The mnemonic advantage of the phonosemantic approach is that the pictorial glyph ought to help the reader remember the phonological meaning, and the phonic meaning should in turn reinforce the semantic in the reader’s mind. Regardless of the scientific status of phonosemantics as a method of linguistic inquiry, thinking in phonosemantic terms is common and intuitive for speakers across all languages. Making an association between sounds and what things look like will help readers keep the meanings of the glyphs in memory—especially if future research can find a more rigorous way to determine how sounds are shared in conceptual categories across languages.
The productive aspect bridges this project to create a scientific taxonomy and writing system with projects for making universal spoken languages like Esperanto, although it implies no set vocabulary or grammar as yet. The use of pictograms to create strings of concepts connected logically would, with this system, also imply the creation of phonetic words. These words, when combined with the mnemonic aspect of the system, could lead to an endlessly productive linguistic game allowing the writer to invent their own words and puns across languages, which could be endlessly generative and interpretable to someone familiar with the system. While no grammar for such a language would be proposed, similar to the process of creolization, the idea would be to leave the emergence of a grammar to the consensus process which would be negotiated as people use and learn this writing system.

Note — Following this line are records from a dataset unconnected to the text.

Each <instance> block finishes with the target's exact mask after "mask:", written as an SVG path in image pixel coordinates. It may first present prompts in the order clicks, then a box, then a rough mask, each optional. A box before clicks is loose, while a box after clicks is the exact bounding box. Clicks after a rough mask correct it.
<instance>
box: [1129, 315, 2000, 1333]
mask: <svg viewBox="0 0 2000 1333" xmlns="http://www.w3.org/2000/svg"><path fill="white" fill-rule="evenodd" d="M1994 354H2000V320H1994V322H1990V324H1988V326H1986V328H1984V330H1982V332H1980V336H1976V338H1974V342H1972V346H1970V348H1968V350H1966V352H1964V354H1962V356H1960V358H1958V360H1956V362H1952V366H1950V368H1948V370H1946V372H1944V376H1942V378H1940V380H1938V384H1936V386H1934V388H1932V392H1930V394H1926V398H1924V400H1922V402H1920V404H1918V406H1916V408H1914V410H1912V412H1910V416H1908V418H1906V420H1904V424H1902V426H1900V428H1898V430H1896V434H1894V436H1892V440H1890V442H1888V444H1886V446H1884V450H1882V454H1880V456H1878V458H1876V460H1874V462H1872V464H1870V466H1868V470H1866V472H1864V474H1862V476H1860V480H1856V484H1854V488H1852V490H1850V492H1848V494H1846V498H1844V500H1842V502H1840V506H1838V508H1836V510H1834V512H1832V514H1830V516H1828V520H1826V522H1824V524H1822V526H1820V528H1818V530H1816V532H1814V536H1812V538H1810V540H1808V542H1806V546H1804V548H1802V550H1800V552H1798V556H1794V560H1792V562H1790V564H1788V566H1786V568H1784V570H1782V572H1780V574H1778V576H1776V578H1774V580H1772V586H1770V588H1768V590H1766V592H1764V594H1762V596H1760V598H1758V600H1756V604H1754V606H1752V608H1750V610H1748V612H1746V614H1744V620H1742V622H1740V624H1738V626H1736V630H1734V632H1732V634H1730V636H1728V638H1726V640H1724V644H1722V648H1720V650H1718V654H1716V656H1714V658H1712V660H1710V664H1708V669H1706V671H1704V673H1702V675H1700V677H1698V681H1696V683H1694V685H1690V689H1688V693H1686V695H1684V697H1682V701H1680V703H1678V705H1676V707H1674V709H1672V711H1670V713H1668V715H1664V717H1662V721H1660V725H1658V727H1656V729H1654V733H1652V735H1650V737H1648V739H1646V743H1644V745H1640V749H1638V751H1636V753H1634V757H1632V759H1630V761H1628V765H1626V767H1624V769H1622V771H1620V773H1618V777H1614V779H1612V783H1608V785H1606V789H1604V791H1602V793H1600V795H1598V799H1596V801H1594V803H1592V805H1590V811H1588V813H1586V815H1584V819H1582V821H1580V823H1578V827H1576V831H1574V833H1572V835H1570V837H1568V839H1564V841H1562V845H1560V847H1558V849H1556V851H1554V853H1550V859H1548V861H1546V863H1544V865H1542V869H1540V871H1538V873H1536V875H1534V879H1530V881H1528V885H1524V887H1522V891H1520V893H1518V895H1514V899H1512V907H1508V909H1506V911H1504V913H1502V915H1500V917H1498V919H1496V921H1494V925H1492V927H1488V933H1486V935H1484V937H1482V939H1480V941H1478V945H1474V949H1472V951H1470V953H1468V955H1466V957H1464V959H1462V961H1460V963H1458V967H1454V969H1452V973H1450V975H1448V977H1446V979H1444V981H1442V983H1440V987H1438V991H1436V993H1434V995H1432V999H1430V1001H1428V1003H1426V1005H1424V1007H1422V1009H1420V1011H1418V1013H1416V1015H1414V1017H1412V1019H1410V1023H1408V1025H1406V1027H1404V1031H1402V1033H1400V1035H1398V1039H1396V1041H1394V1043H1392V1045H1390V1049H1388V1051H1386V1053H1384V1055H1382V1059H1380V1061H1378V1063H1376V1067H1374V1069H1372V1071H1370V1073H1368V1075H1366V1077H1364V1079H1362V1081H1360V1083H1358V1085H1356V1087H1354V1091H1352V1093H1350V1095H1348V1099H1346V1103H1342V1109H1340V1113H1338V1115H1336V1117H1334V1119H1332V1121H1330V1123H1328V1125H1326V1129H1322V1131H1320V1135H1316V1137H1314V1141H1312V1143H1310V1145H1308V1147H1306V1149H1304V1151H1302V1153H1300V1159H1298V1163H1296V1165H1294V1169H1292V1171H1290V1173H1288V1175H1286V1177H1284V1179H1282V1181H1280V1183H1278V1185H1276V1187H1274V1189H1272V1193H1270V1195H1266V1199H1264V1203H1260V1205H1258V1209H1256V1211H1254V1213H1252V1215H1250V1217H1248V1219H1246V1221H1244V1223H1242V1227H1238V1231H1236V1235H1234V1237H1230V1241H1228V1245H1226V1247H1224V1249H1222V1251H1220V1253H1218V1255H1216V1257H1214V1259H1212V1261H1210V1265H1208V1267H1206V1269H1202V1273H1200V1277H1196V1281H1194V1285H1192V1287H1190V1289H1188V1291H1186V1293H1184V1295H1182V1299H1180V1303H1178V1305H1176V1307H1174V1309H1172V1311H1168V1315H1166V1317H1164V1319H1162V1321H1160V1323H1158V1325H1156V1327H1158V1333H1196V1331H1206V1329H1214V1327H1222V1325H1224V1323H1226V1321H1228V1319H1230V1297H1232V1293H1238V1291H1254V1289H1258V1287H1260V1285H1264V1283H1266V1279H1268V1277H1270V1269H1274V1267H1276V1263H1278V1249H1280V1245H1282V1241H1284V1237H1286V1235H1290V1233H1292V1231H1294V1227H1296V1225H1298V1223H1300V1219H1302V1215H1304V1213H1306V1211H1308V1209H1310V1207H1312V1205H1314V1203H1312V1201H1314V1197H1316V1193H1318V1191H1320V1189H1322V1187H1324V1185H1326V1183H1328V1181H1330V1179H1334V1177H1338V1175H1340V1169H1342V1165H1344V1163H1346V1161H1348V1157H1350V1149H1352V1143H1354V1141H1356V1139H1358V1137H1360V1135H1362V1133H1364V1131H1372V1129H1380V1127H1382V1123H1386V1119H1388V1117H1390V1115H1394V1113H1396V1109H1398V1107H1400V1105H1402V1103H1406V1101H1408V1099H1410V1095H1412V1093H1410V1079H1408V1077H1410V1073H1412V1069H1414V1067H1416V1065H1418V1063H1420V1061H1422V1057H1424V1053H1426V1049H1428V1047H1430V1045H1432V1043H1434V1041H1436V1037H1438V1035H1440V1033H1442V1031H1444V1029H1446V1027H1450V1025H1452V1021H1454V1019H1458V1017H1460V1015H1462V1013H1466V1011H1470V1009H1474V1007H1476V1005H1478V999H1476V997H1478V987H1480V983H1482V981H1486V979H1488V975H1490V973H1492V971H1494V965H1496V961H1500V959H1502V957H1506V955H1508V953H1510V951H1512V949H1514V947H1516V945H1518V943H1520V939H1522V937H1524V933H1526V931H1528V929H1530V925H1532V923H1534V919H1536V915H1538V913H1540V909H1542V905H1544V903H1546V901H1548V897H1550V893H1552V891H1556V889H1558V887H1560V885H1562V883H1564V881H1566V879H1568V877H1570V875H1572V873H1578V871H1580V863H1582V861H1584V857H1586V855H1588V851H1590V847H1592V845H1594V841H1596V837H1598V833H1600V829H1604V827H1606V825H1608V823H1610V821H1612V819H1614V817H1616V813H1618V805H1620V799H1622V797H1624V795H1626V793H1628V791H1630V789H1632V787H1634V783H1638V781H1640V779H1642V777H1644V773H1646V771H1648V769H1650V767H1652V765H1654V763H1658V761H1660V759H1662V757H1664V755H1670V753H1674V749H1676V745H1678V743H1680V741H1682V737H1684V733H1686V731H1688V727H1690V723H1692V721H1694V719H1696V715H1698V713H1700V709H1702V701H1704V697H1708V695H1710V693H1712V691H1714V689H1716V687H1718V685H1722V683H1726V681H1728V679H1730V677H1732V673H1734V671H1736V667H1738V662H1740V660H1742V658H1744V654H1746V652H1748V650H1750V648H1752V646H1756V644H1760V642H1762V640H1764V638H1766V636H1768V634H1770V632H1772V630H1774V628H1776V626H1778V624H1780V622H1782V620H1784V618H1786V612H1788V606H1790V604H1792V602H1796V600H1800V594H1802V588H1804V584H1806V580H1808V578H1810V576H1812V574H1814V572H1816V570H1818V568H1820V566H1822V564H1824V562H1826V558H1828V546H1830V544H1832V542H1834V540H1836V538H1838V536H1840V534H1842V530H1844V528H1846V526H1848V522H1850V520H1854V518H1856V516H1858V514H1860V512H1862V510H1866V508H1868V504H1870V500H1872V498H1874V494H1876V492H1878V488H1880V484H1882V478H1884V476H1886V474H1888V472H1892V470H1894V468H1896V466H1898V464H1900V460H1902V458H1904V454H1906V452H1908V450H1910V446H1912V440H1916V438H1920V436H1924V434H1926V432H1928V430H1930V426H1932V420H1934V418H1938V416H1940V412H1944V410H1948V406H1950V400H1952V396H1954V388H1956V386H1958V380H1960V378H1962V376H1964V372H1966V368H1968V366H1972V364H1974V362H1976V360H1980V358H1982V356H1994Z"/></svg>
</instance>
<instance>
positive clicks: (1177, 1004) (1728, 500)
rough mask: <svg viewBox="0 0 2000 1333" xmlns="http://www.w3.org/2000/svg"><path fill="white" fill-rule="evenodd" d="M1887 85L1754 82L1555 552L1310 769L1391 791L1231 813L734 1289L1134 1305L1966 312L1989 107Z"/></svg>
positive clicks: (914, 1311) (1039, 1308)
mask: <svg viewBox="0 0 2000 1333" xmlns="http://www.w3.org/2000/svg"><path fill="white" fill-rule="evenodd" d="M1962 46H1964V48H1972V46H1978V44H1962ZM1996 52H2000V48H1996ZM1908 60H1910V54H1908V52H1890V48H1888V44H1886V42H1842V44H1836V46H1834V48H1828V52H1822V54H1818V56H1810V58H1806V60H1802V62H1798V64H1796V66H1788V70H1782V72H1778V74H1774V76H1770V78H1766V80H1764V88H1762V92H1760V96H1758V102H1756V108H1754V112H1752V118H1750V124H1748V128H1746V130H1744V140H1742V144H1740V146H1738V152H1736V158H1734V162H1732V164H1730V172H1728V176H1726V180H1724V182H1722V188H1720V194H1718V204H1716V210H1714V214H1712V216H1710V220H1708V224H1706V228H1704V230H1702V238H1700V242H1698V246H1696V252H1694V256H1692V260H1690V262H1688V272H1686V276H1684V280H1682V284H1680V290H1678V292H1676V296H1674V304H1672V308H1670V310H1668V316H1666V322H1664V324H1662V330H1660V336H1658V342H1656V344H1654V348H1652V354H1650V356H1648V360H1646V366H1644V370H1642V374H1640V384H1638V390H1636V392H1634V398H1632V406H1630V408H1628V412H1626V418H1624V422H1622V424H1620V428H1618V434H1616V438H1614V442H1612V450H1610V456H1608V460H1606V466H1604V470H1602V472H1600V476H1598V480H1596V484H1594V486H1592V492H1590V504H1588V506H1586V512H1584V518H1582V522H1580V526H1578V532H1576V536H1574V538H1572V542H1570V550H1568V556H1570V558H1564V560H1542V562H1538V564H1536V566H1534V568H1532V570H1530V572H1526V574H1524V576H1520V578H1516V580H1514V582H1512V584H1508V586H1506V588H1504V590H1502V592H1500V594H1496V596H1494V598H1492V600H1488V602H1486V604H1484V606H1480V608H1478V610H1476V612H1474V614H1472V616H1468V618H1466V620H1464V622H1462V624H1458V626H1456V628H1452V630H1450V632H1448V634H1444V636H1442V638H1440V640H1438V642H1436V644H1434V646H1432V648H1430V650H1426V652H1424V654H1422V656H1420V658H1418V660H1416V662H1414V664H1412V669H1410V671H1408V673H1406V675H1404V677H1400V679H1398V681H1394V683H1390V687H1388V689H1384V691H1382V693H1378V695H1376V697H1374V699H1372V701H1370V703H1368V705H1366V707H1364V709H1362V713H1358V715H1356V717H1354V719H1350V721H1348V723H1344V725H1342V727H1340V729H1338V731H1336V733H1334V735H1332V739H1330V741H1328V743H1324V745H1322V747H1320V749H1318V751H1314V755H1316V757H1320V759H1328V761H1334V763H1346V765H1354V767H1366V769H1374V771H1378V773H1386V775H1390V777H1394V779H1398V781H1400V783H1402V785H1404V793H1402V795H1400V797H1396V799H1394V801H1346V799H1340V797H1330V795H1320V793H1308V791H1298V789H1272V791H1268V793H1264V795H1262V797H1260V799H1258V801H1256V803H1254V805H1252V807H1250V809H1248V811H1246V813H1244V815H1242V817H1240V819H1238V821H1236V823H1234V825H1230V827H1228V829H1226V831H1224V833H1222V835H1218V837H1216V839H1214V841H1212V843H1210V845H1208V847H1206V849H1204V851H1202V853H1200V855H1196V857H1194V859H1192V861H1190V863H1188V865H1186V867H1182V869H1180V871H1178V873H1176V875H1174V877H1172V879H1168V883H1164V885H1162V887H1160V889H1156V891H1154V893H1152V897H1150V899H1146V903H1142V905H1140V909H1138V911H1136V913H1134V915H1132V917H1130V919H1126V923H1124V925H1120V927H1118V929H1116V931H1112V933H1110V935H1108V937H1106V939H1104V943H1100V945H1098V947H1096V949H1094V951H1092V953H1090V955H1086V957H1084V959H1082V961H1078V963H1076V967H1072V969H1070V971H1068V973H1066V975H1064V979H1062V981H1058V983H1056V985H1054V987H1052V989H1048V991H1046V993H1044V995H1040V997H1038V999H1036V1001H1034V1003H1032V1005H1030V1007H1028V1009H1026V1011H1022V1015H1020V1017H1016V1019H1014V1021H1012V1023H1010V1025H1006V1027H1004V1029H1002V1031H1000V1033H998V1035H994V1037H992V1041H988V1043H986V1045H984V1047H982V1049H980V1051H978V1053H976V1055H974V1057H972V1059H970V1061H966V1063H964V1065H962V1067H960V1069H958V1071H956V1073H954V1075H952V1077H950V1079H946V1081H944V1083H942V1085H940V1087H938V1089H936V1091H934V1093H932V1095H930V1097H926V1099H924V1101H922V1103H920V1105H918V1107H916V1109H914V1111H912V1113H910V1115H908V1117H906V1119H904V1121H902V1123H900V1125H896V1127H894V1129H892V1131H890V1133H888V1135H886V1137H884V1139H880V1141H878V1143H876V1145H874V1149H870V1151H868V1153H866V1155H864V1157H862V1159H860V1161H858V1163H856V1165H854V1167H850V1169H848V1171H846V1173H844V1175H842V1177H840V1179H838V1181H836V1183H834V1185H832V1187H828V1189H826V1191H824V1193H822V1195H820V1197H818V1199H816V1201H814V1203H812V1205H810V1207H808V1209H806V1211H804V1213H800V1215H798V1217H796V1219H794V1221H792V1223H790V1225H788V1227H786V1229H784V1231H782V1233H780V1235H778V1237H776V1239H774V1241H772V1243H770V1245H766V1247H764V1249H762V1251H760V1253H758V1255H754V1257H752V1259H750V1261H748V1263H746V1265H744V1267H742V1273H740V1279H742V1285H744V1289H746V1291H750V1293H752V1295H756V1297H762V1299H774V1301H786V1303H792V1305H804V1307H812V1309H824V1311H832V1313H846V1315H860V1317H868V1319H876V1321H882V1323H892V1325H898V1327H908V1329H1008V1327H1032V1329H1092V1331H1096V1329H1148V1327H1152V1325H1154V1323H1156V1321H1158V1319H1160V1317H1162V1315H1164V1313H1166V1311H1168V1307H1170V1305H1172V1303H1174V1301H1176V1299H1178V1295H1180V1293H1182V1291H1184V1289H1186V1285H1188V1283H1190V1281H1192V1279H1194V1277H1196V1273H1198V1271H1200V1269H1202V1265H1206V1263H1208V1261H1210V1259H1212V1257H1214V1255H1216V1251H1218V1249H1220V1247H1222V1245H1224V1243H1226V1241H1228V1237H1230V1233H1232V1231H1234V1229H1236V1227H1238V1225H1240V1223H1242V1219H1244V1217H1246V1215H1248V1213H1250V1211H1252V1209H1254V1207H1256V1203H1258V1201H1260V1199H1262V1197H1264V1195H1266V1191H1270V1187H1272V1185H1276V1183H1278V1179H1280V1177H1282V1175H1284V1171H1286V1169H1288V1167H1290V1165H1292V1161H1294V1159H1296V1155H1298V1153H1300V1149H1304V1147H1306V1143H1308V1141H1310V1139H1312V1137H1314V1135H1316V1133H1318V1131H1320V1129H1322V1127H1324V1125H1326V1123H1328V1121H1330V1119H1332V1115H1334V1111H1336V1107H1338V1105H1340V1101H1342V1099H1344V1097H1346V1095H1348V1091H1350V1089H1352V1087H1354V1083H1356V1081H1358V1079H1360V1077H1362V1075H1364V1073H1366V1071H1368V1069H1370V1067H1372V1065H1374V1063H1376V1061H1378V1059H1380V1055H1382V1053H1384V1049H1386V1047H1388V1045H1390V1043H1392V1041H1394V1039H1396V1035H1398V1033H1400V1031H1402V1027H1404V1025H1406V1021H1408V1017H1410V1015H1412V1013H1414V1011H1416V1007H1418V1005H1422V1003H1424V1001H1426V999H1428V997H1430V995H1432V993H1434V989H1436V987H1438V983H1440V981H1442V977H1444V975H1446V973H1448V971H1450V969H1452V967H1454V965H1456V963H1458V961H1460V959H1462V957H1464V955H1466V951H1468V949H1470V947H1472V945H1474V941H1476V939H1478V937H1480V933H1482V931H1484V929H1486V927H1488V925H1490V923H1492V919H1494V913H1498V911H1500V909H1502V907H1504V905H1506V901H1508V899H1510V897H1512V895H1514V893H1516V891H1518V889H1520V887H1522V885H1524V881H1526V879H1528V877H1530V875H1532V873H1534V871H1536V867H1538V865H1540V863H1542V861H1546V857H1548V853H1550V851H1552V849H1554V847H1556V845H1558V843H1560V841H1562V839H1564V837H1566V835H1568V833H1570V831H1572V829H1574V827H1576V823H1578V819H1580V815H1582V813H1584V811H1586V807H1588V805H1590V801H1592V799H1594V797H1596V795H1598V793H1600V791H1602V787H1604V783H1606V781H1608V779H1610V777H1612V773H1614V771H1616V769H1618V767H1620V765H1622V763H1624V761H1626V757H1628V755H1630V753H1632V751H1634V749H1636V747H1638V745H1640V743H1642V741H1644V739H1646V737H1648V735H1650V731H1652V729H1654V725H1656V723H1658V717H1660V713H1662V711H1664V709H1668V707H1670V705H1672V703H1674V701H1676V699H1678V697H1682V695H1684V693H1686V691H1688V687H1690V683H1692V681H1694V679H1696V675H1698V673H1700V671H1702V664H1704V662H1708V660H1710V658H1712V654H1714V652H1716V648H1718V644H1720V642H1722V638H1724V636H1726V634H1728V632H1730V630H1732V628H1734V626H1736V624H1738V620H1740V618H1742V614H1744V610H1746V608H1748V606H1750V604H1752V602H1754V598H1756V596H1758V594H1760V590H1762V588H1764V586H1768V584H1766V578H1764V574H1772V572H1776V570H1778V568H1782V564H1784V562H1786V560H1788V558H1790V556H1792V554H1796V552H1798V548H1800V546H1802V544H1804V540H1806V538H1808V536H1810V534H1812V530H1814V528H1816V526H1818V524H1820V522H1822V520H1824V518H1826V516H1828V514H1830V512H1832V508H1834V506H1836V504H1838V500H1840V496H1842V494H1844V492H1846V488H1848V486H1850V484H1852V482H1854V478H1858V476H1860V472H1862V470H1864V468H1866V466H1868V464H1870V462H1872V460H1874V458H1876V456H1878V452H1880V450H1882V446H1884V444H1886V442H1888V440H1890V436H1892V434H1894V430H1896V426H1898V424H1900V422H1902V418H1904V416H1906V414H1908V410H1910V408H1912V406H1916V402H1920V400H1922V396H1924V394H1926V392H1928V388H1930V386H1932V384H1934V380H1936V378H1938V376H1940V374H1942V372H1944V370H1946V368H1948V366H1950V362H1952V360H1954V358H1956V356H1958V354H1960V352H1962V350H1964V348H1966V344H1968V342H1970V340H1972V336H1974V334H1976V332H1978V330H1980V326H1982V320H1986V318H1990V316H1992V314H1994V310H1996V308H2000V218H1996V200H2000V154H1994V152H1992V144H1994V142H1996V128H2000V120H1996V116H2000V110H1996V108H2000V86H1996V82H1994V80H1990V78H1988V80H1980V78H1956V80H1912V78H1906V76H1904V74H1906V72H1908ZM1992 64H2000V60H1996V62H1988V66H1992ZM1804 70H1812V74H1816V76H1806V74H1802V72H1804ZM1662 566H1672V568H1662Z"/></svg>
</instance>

While such a writing system would not be instantly universal by a top-down, hierarchically organized fiat, through the use of centuries perhaps its speakers and writers could gradually create a global creole which would be keyed to universal concepts which could be used, where necessary, in the mathematical and logical formations we find in the sciences. This work and these brief sketches are meant to open the conversation about an alternative way of creating universal languages which is more historically grounded in how ideographic scripts actually functioned.